Treeguards1

Mismatched, unappreciated flourish not right for Brickell Avenue

BHA directors were just as surprised as residents to see the very out-of-place, black “tree guards” being installed in early February on Brickell Avenue. The “little fences,” as some residents referred to them, made a prominent architectural statement, mismatched with the modern high-rises all around. They provoked numerous objections. Installation stopped after the City’s contractor completed only a few surrounds.

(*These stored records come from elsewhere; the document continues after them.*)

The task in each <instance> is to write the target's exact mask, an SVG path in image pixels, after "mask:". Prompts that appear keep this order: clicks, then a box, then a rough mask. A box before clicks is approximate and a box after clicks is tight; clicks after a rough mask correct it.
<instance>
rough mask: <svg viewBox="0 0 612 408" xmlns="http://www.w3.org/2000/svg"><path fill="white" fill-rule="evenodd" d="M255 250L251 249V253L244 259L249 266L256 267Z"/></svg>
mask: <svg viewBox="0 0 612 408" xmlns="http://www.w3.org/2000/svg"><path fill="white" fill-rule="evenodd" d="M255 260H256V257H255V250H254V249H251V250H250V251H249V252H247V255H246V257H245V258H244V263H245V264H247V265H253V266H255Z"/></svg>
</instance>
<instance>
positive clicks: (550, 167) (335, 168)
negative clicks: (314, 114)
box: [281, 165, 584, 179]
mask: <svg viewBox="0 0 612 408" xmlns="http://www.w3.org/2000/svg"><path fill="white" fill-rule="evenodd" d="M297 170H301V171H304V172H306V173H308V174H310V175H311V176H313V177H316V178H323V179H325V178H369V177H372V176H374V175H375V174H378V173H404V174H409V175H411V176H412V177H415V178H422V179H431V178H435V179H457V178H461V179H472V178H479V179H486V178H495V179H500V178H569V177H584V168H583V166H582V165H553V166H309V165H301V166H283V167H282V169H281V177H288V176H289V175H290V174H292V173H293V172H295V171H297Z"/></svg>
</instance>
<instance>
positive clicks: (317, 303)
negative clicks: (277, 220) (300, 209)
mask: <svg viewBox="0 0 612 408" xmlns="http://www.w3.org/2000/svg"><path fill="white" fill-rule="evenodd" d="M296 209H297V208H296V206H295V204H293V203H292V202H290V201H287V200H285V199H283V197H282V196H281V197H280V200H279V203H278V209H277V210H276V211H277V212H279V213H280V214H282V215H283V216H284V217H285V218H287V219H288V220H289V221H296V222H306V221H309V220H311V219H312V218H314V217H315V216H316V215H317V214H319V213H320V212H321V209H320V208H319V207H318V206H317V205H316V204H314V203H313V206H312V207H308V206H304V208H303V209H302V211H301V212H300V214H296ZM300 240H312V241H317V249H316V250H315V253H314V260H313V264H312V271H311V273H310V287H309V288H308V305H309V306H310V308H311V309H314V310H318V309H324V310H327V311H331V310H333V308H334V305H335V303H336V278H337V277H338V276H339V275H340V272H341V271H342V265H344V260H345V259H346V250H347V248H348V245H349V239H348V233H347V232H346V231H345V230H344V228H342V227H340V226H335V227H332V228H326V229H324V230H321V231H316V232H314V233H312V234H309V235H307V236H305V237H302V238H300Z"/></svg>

The tree guards were to address one of the lingering items on the Brickell Avenue Beautification Plan punch list:  Identify and install some sort of ground cover to go around the trees in the swales. With most of the surrounds filled with weeds, dirt and rubble, and with big roots from the old growth trees making growing grass in the small patches nearly impossible, these areas have looked unfinished and unsightly since the project’s “completion” two years ago.

The widened sidewalks were put in place, but the City’s Department of Capital Improvement Projects didn’t have in the plans what to do about the tree surrounds. For the past two years Brickell neighbors had been asking what the plan was to finish these areas, and BHA had been waiting to see what CIP would come up with as solutions to consider. A number of possibilities were discussed with our former commissioner. Stones or some other material set in place? Ground-level grates fitting around the trees, covering the ground but letting water in? Some kind of natural ground cover or hearty plant that would spread over the inhospitable earth?

BHA heard about the offensive fences before we saw them with residents and management from The Imperial and Villa Regina, where the installation began, quite alarmed and vocal. BHA conveyed its concerns to city staffers and Commissioner Ken Russell’s office, asking that the tree guards be removed immediately and that Brickell residents be able to have input on possible solutions.

BHA does not know exactly how they were chosen, as their style is not in keeping with the look of our neighborhood. It was only a few years ago that the old timey looking black light poles were replaced along Brickell Avenue, at our urging, because they were so out of character with the modern architecture that distinquishes our high-rise community.

We were particularly disappointed after so many years of discussion and input by the BHA leading up to the Brickell Avenue Improvement Plan with Commissioner Sarnoff and City staff…after enduring the wrath of our neighbors for the City’s careless mistakes and poor planning that took out many healthy trees in our medians when it first got underway in September 2013…after patiently waiting as construction on the sidewalks took place and median landscaping was installed….and after waiting for resolution on the unfinished state of the swales for almost two years now.

Commissioner Russell had to take the matter of removing those already installed and repurposing the material to some other place in the City before the entire City of Miami Commission. This was necessary because the expenditure had been approved by the full body and all the material had been purchased. Fortunately, the Cty has found another area of Miami where the traditional, classic look is more fitting. Our Commissioner was able to put the item before the Commission in late April, which approved their removal from Brickell.

We have communicated with Director of CIP Jeovanny Rodriguez that BHA stands prepared to meet to review alternative solutions. Our first priority is to cover the ground in some more attractive, enduring way, not necessarily to cordon off the trees.